I know out there, outside my mind, I'm sitting naked on the end of his bed with a dreamy expression on my face. While he goes to get some water, I stay here and wander with my mind. Oh, sure, occasionally I'll be dimly aware of my surroundings or my wet pussy, but those fleeting distractions always pass. Until he says something directly to me, I won't react. Hell, I probably won't even take much notice of that unless he tells me to.
That was a big problem before he fixed it. He put me into my trance with a TV still on in the other room. He turned his back for a few moments, and there I was, calling the number on the TV "now, with a credit card ready". Now I tune out anything not directed at me, personally. If he touches me, I'll feel it, if he speaks near me, I'll hear his rich, deep voice, but unless he directs an order or question to me, none if it will cut through this pleasant, dreamy fog.
I wonder what's taking him so long with the water. Or maybe it's not. My sense of time is always distorted when I'm like this. One time, he slipped the head band on me and just sat and cuddled me for hours. When he removed it, it took me quite a while to realize the sun had set! Another time, he kept me tranced and naked all weekend and I slept in on Monday morning! Oops!
Mmm... the head band can be dangerous, but damn do I love what it - and he! - does to me when I wear it. All he has to do is hand it to me, and I'll be putty in his hands in a few minutes at most. It's funny, I don't even remember what it looks like, but my pussy knows.

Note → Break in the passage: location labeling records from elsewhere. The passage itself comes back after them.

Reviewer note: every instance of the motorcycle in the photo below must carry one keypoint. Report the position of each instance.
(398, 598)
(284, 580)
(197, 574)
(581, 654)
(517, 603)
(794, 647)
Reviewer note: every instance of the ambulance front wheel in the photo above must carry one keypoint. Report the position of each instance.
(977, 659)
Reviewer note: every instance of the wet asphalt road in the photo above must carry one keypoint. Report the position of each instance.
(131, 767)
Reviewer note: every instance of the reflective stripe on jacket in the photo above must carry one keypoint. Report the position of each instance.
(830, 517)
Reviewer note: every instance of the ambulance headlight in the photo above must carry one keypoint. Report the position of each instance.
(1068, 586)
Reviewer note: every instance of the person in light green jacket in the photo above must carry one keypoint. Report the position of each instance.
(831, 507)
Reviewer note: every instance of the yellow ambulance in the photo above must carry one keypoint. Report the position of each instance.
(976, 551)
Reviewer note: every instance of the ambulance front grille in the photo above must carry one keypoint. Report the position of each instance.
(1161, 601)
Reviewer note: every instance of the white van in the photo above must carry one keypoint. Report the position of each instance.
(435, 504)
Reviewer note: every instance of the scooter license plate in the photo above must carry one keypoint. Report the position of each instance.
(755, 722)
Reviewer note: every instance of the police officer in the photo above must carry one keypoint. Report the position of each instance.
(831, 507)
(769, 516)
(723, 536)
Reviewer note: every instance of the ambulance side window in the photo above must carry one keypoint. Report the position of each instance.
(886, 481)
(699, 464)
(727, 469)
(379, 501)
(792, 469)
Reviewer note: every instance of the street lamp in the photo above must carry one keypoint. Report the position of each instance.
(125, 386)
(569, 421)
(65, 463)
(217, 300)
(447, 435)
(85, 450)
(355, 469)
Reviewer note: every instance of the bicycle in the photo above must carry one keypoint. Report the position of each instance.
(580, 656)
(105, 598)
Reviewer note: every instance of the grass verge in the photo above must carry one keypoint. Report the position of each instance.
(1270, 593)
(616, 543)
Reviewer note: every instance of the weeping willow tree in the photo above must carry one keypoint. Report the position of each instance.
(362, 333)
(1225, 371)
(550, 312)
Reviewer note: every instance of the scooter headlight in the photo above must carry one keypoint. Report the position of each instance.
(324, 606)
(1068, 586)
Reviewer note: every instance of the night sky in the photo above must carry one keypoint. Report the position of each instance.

Just seeing it in my hand, my mind begins to go all spacey and my legs begin to squirm. I can resist it, but sooner or later (usually sooner) I'll pull it over my head. Immediately, I become like this. Lost in thought. Oblivious to the world. Obedient. Aroused. Aroused at the thought of my obedience.
Most of the time, he makes me like this for our pleasure. Sometimes though, he uses it for my obedience and my complacency. He once had me come Christmas shopping with him - for myself! He told me later that I had bought, wrapped and hidden my own presents (and then, later, put them under the tree) and I still didn't know what they were. Heck, he says I even told him what to buy.
Mmm... the thought of being out in public like that! Outwardly normal, but inwardly hot and submissive, bound to his will. It makes me melt. For a moment I feel the liquid heat in my thighs before descending back into my sexy stupor. I wonder if he's looking at me now, watching the swell of my breasts and contemplating how to take me next...
Did I just feel a breeze on my nipples? They're so stiff! I hope he's as stiff when he enters me... Mmmm, I love it when he touches me, and I love being helpless for him, but I love it the most when they're both together. My pleasure is completely his. I have no choice but to surrender to his ministrations. I can't ask him to go faster or slower, I can't pump my hips, I can't even clutch him to me. Unless he tells me to.
Oh! I'm standing up! I momentarily feel a droplet of arousal rolling down my thigh before it's swept away again. I wonder what he has planned for me? I feel myself turn around and bend over the bed. I gasp. My fingers are probing my feminine folds now, frantically, as if cumming were the only thought on my mind. Which, I suppose, it is.